By Robert A. Manning Source:Global Times Published: 2015-3-22 18:13:01

Illustration: Liu Rui/GT

China's efforts to create an Asian Infrastructure Investment Bank (AIIB) have sparked a political firestorm with the US. The US has been antagonistic toward the AIIB but has failed to persuade its European and Asian allies not to join. Australia has reconsidered its view and the UK, France, Germany and Italy are joining.

It is usually unwise for the world's largest debtor, the US, to oppose the initiatives of the world's largest creditor, China, which holds $4 trillion in foreign reserves. And the AIIB case is no exception.

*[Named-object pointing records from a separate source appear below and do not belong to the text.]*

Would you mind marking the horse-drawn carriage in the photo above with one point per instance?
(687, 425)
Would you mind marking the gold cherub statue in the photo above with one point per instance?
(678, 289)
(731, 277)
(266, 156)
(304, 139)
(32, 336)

No one questions that there is a need for more investment in infrastructure in Asia. The Asian Development Bank (ADB) estimates that $8 trillion will be needed between 2010 and 2020.

The ADB has a capital base of some $160 billion. The World Bank has $223 billion. And both the ADB and World Bank lending portfolios are not concentrated on infrastructure. Clearly, additional infrastructure funding is needed to sustain Asian growth.

For years, the US has urged China to be a "responsible stakeholder" in the international system. Now with its "One Belt and One Road" initiative and the AIIB, China is self-consciously trying to create public goods. So it appears a bit hypocritical for the US to try to oppose the idea of the AIIB while offering no alternative.

Moreover, the failure of the US Congress to pass IMF reform has left China, the world's second largest economy, with fewer votes in the IMF than France.

This inability to alter the 1947 Bretton Woods system to reflect the economic and financial success of emerging economies has been a source of frustration for China, the BRICS and other emerging economies. It should not be surprising that China is asserting itself and fashioning new financial institutions.

That said, the challenge ahead for China is how to make the AIIB a credible institution. To be fair, the US, as well as many of the more than 30 nations joining the AIIB, have raised a number of legitimate questions and concerns about the bank's governance, transparency, decision-structure, safeguards (corruption, labor and environmental standards and so on) and lending practices.

China is putting up much of the some $50 billion of initial capital for the AIIB. If it seeks substantial investment from other member countries, it will need to address the concerns that have been raised.

How will the AIIB be governed? What lending criteria will it adopt? What will be the decision-making process? Will its policies be transparent and address issues like labor and environment?

While it does not necessarily have to replicate all the policies of the ADB or World Bank, how the AIIB answers those questions will go a long way toward determining the comfort level of its member states and its success as an institution. That requires a rigorous consultation process, and for China to manage this process in a way that inspires confidence among the AIIB member states. It would also be a reassuring step for China and the AIIB to consult closely with the ADB and World Bank and to eventually fashion an ongoing coordination mechanism with the Bretton Woods institutions to avoid redundancy and maximize the impact of each institution's lending.

At their joint press conference after the APEC Summit last November, at one point, Chinese President Xi Jinping turned to his US counterpart Barack Obama and stated unambiguously that the US is welcome to join the AIIB. It is an interesting idea, and one that would allow the US to be present at the creation and play a role in shaping the new institution.